Here‘s one of my favorite TED talks by Dan Pink on extrinsic versus intrinsic motivation that further explains why extrinsic motivators stop working at a certain point. What I find so fascinating is that I felt this as a kid — in sports and in school especially. I identified this problem for myself as a kid, except it manifested more as a middle finger up to the people who tried to make me do things without appealing to my own intrinsic value.

This phenomenon happened to me not only in piano lessons, but definitely in sports and in the classroom. I believe I had more potential in sports and in the classroom than what I exhibited. For instance, if we ran drills and a coach yelled at me to be stronger, do better, or run faster, instant insurgency kicked in because I was not going to do it for the coach, for that extrinsic reason. If I wanted to achieve something intrinsically for myself, I knew I had the capability, and that was enough for me. I didn’t need to prove it to anyone else. That makes for a pretty crappy team dynamic when an individual acts this way. I see that now.

Today, I feel it heavily and witness this same phenomenon in organizations. Many people have lost purpose in their work. Purpose is what drives intrinsic motivation. Yet, we all still seem to bang our heads against walls trying to figure out how to make people more productive. Why aren’t organizations spending more time at helping to support intrinsic drivers of their employees? Because numbers, statistics, survey results, budgets, and other metrics are dictating their productivity measures without taking into account the human element. Those numbers would improve if leaders focused on supporting the humans who make productivity roll.

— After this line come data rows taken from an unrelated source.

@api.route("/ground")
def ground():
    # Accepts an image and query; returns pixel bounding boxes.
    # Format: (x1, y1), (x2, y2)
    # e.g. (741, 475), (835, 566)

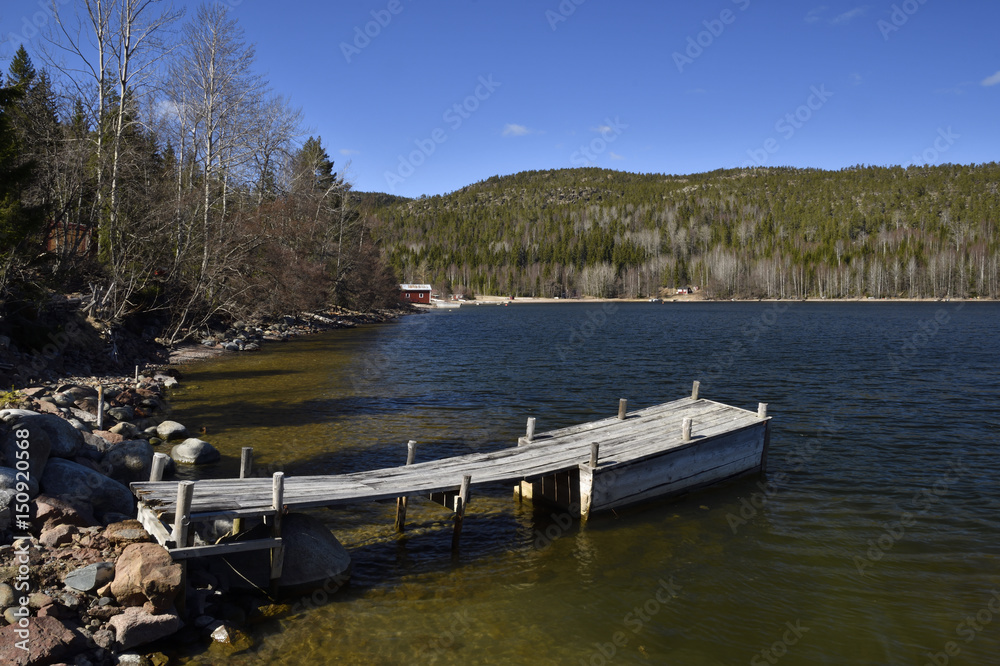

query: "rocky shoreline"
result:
(0, 313), (398, 666)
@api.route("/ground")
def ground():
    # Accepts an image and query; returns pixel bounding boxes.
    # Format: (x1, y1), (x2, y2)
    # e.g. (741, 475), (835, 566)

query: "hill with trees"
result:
(363, 163), (1000, 298)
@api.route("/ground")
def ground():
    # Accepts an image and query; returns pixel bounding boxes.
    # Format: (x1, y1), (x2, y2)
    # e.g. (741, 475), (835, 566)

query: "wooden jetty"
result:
(132, 382), (770, 580)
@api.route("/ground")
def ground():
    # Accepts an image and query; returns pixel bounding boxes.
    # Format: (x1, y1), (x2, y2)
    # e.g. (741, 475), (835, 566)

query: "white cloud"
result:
(830, 7), (868, 25)
(983, 72), (1000, 87)
(503, 123), (531, 136)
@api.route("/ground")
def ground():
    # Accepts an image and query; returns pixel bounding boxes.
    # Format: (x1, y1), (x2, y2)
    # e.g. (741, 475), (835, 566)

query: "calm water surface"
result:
(173, 303), (1000, 666)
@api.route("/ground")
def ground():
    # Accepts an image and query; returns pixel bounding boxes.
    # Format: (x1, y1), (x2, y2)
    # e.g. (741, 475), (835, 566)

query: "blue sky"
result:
(0, 0), (1000, 196)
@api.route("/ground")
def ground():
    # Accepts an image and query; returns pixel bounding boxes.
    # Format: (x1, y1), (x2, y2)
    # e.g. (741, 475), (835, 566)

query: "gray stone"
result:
(227, 513), (351, 592)
(52, 393), (76, 407)
(0, 409), (83, 458)
(63, 562), (115, 592)
(0, 419), (52, 478)
(108, 405), (135, 421)
(108, 421), (139, 439)
(108, 608), (181, 650)
(41, 458), (135, 515)
(104, 439), (153, 484)
(156, 421), (187, 441)
(0, 467), (39, 497)
(170, 437), (222, 465)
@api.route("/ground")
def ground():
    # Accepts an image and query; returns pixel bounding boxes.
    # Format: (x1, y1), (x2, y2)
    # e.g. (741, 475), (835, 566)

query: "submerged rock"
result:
(227, 513), (351, 594)
(170, 437), (222, 465)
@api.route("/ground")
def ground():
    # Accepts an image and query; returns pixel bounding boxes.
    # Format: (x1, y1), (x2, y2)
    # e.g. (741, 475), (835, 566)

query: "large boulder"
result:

Unfortunately some leaders can be made to feel ineffective when outcomes aren’t as expected or desired. Leaders in larger realms are often punished in some way for not meeting objectives. This feeling of ineffectiveness is precisely where the shift needs to happen in leadership theory. Leaders and followers need to acknowledge the importance of purpose, recognize that there’s a difference between intrinsic and extrinsic motivation, and they need to be given the autonomy to feed others’ purposes. I use the term ‘leaders’ loosely because leaders come in many forms — parents, cooks, teachers, bosses, managers, CEOs, co-workers, janitors, friends. Title, status, and position do not make a leader.

This topic has been on my mind for awhile because I have three very different children whom I want to support in ways to make them the best humans they can be. If that can be achieved, they’ll have more purpose in their own lives and become more productive in whatever they choose to do. This parenting challenge is NOT easy. So I ask myself questions about how I’ve done so far, how I’m doing now, and observe others for the same:

Did I push my kids at sports to the point of creating tears or anxiety? Did my monetary offers to do chores ever work? Have I ever thoughtlessly belittled my kids because I thought I knew their potential better than they did? Do I ever force them to achieve goals because of my own expectations of them?

Or

Did I work to discover intrinsic value for my kids in their studies and other activities? Did I seek out people who support the reality of the benefits of intrinsic motivation for myself and for my kids? More importantly, do I spend time searching for and helping them to discover their intrinsic motivators?

I will tack on at the end of this post that my parents were fantastic at allowing me to be myself and find my own purpose, even through difficult times as a kid. Had I been more honest about my lack of desire for piano lessons (and not been so damn good at fabricating such well-composed songs on the fly), this experience may not have drug on so long — for me or for poor Janis.

Thank you, Janis, for putting up with me for all those years, sitting next to me on the piano bench doing your best to coach me through songs, and for teaching me fundamentals that I still remember and use today in life. Despite my lack of seriousness in learning piano, every person who has touched my life has created a lasting impact.

3 thoughts on “Piano Lessons Made Me Think, But I Still Can’t Play Piano

  1. I love reading your writing. I can’t wait to see what is next! When I am reading, I am there, feeling what you say as if it happened to me. You are an incredible writer.